Há dias que mudam a vida da gente para sempre. Eu dei uma pausa nessa newsletter enquanto meu corpo me rearranja para ser mãe, e há dias em que a náusea e o cansaço não deixam espaço para nada mais. Essa é uma mudança para sempre. Desde sábado, eu mal consigo dormir. Tenho insônia porque estou triste e ansiosa e com raiva, mas principalmente porque estou me rearranjando por dentro. Outra mudança para sempre.
Sou uma pessoa que ama os livros e o conhecimento. Amo as ideias. Amo o debate. Amo os autores e as citações e a escrita elegante e os argumentos cheios de nuances. Mas, acima de tudo, amo as pessoas. Acima de tudo, quero ser uma pessoa decente. Posso não mais escrever e não ler e nunca mais tentar compor um ensaio bonito; posso só pensar estas ideias lacrimejantes e escrever estas palavras melosas, e ainda assim vou estar satisfeita se amar as pessoas, se for um ser humano decente.
Foram dias muito difíceis para ser judia. A dor horrível do luto veio com a dor horrível da decepção. Eu nunca vi tanta gente supostamente culta e estudada usando ideias como se fossem mais importantes que as pessoas. Eu vi tanta citação de Fanon e Mbembe e Malcolm X pra mascarar desumanidade que o nojo me faz querer nunca mais cruzar com uma ideia. Se as suas ideias estão acima das pessoas, você está abaixo de ser uma pessoa. Você precisa recuperar o potencial de ser uma pessoa.
Conto em uma mão os amigos escritores e intelectuais, os amigos de texto e ideias, que me procuraram para demonstrar empatia com a dor do povo judeu. A eles, a dor do judeu não choca. Tenho a sorte de precisar de muito mais dedos para contar os outros amigos que mandaram palavras de amor e preocupação. Nessa hora, reavalio o meu lugar no mundo e o lugar onde investir meu coração. Nessa hora, em que o terrorismo é justificado, contextualizado, racionalizado, entendo como o nazismo teve adesão tão maciça entre os intelectuais alemães. O cérebro é uma realidade química; o coração é uma metáfora batida. Talvez a gente precise ser simples e pequenino para acreditar no que está por trás das metáforas batidas.

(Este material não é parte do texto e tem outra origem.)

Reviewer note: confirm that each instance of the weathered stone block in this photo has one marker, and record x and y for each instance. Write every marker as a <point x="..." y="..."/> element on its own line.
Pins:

Aos leitores judeus: eu nunca tive mais amor por esse povo, mais orgulho de ser uma entre vocês. Que os filhos de Jacó, renomeado Israel, vivam eternamente. Am Yisrael Chai.
Em tempo, pois não é hora de meias palavras: criticar o Estado de Israel é normal; inclusive, entre os judeus, é o que mais há. Sou brasileira e, como todo brasileiro, critico o Estado do Brasil. O sionismo é (procure no dicionário) o movimento pela autodeterminação do povo judeu. Se você se denomina antissionista, isso quer dizer que você nega a realidade de que os judeus sejam um povo ou nega o direito de um povo específico a se organizar politicamente de maneira independente e soberana. Em todo o caso, essa é uma posição antissemita. O antissemitismo é (procure no dicionário) a aversão ao povo judeu. A palavra não quer dizer ódio geral aos povos semitas, que são vários; ela tem uma história e significa a aversão específica ao povo judeu. Se eu advogar pela destruição do Estado brasileiro em específico, e da mais nenhum outro Estado, seria justo dizer que sou anti-Brasil e, por extensão óbvia, anti-brasileiros. As palavras que a gente usa criam o mundo. Se você usa as palavras “genocídio”, “apartheid” e “limpeza étnica” livremente, você autoriza qualquer tipo de violência contra esses nomeados genocidas, promotores do apartheid e da limpeza étnica. Tenhamos cuidado com as palavras que colocamos no mundo.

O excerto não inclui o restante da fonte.